The remaining claims are also rejected due to the rejection of base claim 35.
Claims 1, 2, 5, 8-11, 13, 14, 16, 17, 24, 26, 27, 35, 36, 38, 40, 52 and 58 are
rejected under 35 U.S.C. 112(b) or 35 U.S.C. 112 (pre-AIA ), second paragraph, as being indefinite for failing to particularly point out and distinctly claim the subject matter which the inventor or a joint inventor (or for applications subject to pre-AIA 35 U.S.C. 112, the applicant), regards as the invention.
Each of claims 1 and 35 recites the term “pharmaceutically active agent” in line 4, and however, those claims are vague and indefinite because the term can be read on the reach-through claim. A functional definition of “pharmaceutically active agent” ("reach-through" claim) covers all compounds possessing pharmaceutical activity in those claims. It would be an undue burden to isolate and characterize all potential compounds, without any effective pointer to their identity or to test every known compound and every conceivable and undiscovered future compound for this activity to see if it falls within the scope of the claims. In effect, the applicant is attempting to patent what has not yet been invented. Thus, the Examiner recommends to put the specific names for the pharmaceutical agent in the claims.
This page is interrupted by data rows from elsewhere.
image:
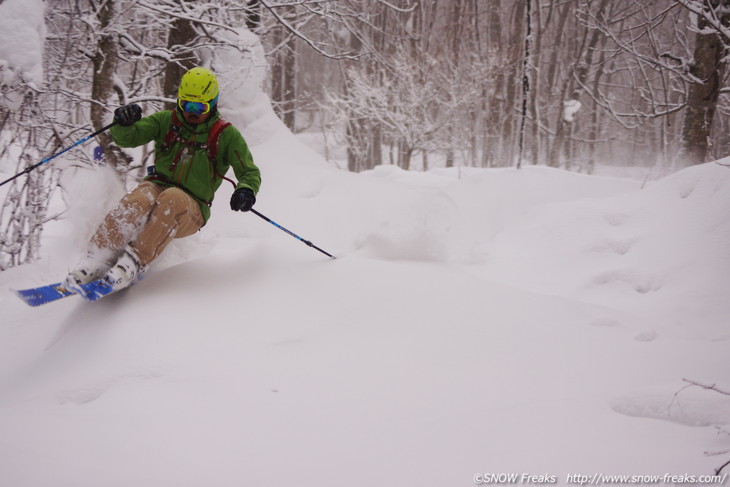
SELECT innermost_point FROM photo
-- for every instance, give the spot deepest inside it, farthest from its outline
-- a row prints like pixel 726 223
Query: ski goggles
pixel 196 107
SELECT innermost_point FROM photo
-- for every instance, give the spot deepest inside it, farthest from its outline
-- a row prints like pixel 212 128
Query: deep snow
pixel 475 321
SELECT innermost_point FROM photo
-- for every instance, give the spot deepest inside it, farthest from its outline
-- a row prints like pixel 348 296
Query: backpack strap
pixel 211 146
pixel 214 137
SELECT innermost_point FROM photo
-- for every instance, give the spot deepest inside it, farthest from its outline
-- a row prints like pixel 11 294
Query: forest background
pixel 414 83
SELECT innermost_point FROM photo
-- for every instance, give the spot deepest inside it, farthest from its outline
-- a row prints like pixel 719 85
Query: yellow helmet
pixel 199 85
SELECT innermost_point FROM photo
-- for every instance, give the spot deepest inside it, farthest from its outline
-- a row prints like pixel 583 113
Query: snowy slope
pixel 475 321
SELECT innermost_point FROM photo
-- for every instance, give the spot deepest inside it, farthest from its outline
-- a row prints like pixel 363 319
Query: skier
pixel 194 148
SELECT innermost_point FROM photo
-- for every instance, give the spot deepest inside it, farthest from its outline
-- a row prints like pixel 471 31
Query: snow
pixel 476 320
pixel 21 46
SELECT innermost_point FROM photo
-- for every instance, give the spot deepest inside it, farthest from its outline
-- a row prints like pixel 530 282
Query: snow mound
pixel 663 247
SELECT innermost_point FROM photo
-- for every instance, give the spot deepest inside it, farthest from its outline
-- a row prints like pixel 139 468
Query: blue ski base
pixel 38 296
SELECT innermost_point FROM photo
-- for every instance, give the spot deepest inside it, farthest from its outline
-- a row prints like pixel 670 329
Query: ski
pixel 41 295
pixel 44 294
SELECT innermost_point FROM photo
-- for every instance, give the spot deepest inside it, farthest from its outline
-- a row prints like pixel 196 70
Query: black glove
pixel 243 199
pixel 128 114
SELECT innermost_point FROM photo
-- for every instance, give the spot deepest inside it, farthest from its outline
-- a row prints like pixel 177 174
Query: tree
pixel 707 70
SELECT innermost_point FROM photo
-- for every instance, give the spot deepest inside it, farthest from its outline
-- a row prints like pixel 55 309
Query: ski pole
pixel 291 233
pixel 48 159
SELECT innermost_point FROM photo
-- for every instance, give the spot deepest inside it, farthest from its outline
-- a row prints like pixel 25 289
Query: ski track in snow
pixel 475 320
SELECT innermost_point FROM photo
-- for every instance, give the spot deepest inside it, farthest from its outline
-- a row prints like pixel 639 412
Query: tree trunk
pixel 180 35
pixel 702 98
pixel 102 88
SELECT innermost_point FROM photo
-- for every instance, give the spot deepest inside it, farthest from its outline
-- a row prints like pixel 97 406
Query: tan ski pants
pixel 148 218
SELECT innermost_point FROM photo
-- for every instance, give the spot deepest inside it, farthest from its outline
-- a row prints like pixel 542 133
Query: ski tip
pixel 29 300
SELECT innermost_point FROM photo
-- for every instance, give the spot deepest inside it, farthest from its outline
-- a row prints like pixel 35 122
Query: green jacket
pixel 187 167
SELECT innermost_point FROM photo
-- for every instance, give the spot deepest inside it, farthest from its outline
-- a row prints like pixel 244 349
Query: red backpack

Claim 52 recites “the controlled release” which lacks sufficient antecedent basis because base claim 35 recites “a controlled release carrier” instead of “a controlled release”.
Each of claims 5 and 40 depends from cancelled claims 4 and 40, respectively. No claim depends from a cancelled claim because it is not clear from which claim it is supposed to depend.
The remaining claims are also rejected due to the rejection of base claims 1 and 35.
Appropriate correction is requested.
Claim Rejections - 35 USC § 103
The following is a quotation of 35 U.S.C. 103 which forms the basis for all obviousness rejections set forth in this Office action:
A patent for a claimed invention may not be obtained, notwithstanding that the claimed invention is not identically disclosed as set forth in section 102, if the differences between the claimed invention and the prior art are such that the claimed invention as a whole would have been obvious before the effective filing date of the claimed invention to a person having ordinary skill in the art to which the claimed invention pertains. Patentability shall not be negated by the manner in which the invention was made.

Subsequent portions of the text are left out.